Originally posted by: imagoon
Last I checked, Citrix had 0 support for directx. Limiting you only games that use the original windows frame buffers. Also the amount of data generated from full speed video would often take a network to its knees with enough people on it.
Originally posted by: BriGy86
Does anyone have an idea as to how well Citrix would do at hosting games. I'm thinking more along the lines of early childhood games like livingbooks or maybe even games like Lego Star Wars.
Originally posted by: dphantom
Originally posted by: BriGy86
Does anyone have an idea as to how well Citrix would do at hosting games. I'm thinking more along the lines of early childhood games like livingbooks or maybe even games like Lego Star Wars.

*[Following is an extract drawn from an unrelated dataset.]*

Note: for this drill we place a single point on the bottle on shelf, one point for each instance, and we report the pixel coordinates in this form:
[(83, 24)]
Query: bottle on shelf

Very badly. I have direct experience and in almost all cases, the responsiveness of the game was very poor, even with just a few users on a server. This is especially true of the children's games you mentioned. My team and I must have tested 50-60 different ones, tried about a dozen and after much tweaking, finally gave up.
Originally posted by: BriGy86
Originally posted by: dphantom
Originally posted by: BriGy86
Does anyone have an idea as to how well Citrix would do at hosting games. I'm thinking more along the lines of early childhood games like livingbooks or maybe even games like Lego Star Wars.
Very badly. I have direct experience and in almost all cases, the responsiveness of the game was very poor, even with just a few users on a server. This is especially true of the children's games you mentioned. My team and I must have tested 50-60 different ones, tried about a dozen and after much tweaking, finally gave up.
Thanks for all the responses. I'll look into a different a different solution.
Originally posted by: dphantom
Originally posted by: BriGy86
Originally posted by: dphantom
Originally posted by: BriGy86
Does anyone have an idea as to how well Citrix would do at hosting games. I'm thinking more along the lines of early childhood games like livingbooks or maybe even games like Lego Star Wars.
Very badly. I have direct experience and in almost all cases, the responsiveness of the game was very poor, even with just a few users on a server. This is especially true of the children's games you mentioned. My team and I must have tested 50-60 different ones, tried about a dozen and after much tweaking, finally gave up.
Thanks for all the responses. I'll look into a different a different solution.
What we ended up doing is buying some CD Jukeboxes, uploading the games and playing them from that on the network. That worked really well. The units we purchased had the ability to upload the CD image and store on an internal hard drive. We then installed as normal on the jukebox and the game could access the cd image without having to have multiple CD-ROM drives. Nothing was installed on the actual PC except for an icon to launch the game from the jukebox.
A bit expensive, but we could remotely load and manage the units and load up a ton of games, encyclopedias and other stuff. And if you were looking at Citrix anyway, then it wasn't any more expensive than that. I think it was around $2500/unit back in 2005/6 time frame. These were lower end units more than sufficient for our needs.